Creating Kestal, a simplified language with no irregular grammar. Here’s a song in Kestal:
Designing Izkŭra, deliberately the world's most difficult language.
And yes, it’s me. So I’ve used it for vacation planning as well.
Deep Research provides genuinely useful insights into complex, unfamiliar areas. Reading the reports I’ve had several aha moments. Those moments where dots connect. I’ve noticed the frequency of aha moments has increased since I’ve started using Deep Research.
Deep Research isn’t as obviously shiny as o3-mini. It’s more of a slow burner. It’s taken me longer to work out how to use it. How to get it to help me. And I’m sure I’m not close to having bottomed it out.
Finding your inner child
As a kid I loved getting a new Lego set. The chance to build something new. Play with it. Understand how it worked. And then experiment trying to transform it into something else.
I was no different from all the other kids my age. But, as adults, we increasingly seek paved paths. Somehow we lose our inquisitiveness. Our willingness to take a risk. To experiment. To learn.

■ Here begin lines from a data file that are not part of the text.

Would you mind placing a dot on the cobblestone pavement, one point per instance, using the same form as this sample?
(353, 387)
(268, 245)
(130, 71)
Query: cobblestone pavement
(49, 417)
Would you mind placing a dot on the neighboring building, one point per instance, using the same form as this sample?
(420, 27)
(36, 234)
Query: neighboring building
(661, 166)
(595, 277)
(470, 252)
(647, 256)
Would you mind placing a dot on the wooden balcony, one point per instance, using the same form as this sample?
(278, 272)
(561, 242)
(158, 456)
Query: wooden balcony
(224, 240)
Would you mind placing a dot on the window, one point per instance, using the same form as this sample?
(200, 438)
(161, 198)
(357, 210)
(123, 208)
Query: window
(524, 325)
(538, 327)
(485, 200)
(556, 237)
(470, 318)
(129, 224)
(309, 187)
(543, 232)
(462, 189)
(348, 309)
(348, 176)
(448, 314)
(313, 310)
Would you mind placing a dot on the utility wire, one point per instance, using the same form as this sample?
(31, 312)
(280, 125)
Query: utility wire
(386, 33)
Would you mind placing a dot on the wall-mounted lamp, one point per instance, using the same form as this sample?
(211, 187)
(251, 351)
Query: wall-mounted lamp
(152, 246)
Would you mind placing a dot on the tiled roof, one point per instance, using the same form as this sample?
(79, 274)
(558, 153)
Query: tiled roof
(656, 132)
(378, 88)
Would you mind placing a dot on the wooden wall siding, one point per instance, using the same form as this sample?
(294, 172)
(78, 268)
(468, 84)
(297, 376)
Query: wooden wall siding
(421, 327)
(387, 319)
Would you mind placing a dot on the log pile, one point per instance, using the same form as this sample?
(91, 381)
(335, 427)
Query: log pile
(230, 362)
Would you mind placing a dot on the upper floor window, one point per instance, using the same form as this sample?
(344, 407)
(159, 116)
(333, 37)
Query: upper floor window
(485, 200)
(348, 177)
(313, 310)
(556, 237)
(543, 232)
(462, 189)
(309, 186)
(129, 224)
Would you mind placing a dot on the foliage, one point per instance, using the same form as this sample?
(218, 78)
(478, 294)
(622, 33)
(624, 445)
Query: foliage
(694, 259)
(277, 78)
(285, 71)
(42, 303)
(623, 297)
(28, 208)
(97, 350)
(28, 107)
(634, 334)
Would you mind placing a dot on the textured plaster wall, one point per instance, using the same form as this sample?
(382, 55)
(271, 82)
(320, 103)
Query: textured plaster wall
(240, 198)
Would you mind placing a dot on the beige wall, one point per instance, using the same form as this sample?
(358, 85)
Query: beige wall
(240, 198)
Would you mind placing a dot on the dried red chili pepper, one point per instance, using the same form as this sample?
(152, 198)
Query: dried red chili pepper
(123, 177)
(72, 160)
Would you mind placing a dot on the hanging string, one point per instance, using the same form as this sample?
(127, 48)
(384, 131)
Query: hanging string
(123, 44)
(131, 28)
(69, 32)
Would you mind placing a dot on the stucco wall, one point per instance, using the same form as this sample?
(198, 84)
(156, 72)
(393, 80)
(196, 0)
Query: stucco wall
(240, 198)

And that’s the challenge with AI these days. New models and new tools appear on a regular basis. There’s always something new to unwrap. To succeed in this new world we need to rediscover the desire to experiment and explore. To take risks.
It’s not just about having the most powerful AI. It’s about working out how to use it. Learning to adapt to the tools. Learning how to build successful partnerships. Those who wait for the perfect, polished solution risk being left behind. The AI revolution won't wait for the hesitant.